Sandusky was joined up front by Burke, who found 1998 to be a breakout season. After he spent the first part of the season on defense, Enquist finally moved him to forward, providing the Boxers a ready target up front and a key contributor on set pieces.

Despite the significant loss of experience in the defense, there were plenty of players and leaders ready to step up and fill the void. Tad Detwiler ’02, a senior midfielder, played in all 20 matches in 1997 with three goals and four assists. Joe Maronick ’01, a sophomore, played in 15 matches as a freshman and had quickly built a tough reputation.

“Joe is probably one of the better-skilled players that I’ve ever played with,” Burke said. “He definitely was not a verbal person, but he just led by example.”

“Joe didn’t say a whole lot but, as a defender, you really didn’t want to face him,” Enquist said. “He was individually one of the best defenders that I have ever coached.”

Ben Hoang '00Ben Hoang ’00 emerged as a defensive leader, starting all 22 matches. He was recruited out of Vancouver, Washington as a midfielder, but Enquist moved Hoang into a defensive role early in his Pacific career. After not playing in 1996, Hoang played in 16 matches in 1997 and quickly established himself.

“If I had to pick one player on that team that was the backbone, I’m going to give it all up to Benny,” Sandusky said. “The goal-scorer always gets the credit, but it was Benny. He was the backbone of that team.”

The goals of the team were not lost on Ryan Stanley ‘02, a freshman from Honolulu who found himself thrust into a starting goalkeeper role just two matches into the season. “There was no ‘We think we can make the playoffs.’ It was ‘We’re gonna go to the playoffs,’” he said. “The seniors, Rusty, Ben and Tad, set the standard of how we were going to perform. For me, when I look back, it seemed that going to the playoffs was a given.”

Progress toward that goal included a preseason full of conditioning that included more running than anything else, a hallmark of Enquist-coached programs. Three-a-day practices were the norm in August, including timed two-mile runs, 40-yard shuttle runs and skill drills where players might not touch a ball during the first week. By the second week, scrimmages at the Cannery Field capped the day.

The training regimen made it clear who was in shape to play, not only to players and coaches but to the entire campus. “You could tell who was on the soccer team by the way they were walking stiff-legged down the stairs,” Stanley said.

“We ran a lot. We did a lot of triples,” Hoang said. “We would run the track in the morning, then we did a two-miler and then went back to campus for training.

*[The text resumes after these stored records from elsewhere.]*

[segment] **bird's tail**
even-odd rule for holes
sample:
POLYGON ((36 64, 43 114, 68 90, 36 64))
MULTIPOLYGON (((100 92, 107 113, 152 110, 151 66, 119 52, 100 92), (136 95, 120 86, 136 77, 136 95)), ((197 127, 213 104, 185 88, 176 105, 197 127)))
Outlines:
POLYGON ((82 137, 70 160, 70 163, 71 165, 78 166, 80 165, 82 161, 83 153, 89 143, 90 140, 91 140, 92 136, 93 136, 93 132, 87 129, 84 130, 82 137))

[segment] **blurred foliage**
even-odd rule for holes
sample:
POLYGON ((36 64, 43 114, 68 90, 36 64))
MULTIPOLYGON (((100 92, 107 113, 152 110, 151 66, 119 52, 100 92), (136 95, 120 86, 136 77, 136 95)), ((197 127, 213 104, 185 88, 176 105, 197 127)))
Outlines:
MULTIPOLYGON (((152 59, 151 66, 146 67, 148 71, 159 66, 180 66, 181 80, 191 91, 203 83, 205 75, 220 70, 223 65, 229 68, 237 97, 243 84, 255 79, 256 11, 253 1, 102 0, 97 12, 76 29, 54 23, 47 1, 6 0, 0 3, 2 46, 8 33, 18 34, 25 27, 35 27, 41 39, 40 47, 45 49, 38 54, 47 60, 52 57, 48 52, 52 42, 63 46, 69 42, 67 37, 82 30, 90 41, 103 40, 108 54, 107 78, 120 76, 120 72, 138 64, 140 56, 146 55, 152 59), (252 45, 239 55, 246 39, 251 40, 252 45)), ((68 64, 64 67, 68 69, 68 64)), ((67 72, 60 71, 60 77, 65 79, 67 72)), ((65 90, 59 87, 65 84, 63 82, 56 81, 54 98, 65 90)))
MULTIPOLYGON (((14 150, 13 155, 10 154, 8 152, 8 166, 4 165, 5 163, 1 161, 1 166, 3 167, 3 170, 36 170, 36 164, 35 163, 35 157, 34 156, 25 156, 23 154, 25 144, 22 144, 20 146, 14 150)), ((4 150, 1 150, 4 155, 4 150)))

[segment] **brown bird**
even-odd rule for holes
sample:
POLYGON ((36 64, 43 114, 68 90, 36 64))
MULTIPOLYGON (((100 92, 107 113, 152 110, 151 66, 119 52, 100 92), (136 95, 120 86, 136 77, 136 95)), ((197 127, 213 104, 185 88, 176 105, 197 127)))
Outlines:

“I remember we ran up Terwilliger Boulevard. We would start at the new soccer field at the bottom of the hill (Duniway Park), run all of the way to the top and run all of the way back down. That was a crazy run. Training was tough.”

By the end of the preseason, though, the Boxers were in shape and ready to enter a run of five matches over the first eight days of the season that, they hoped, would set the table for a run of success.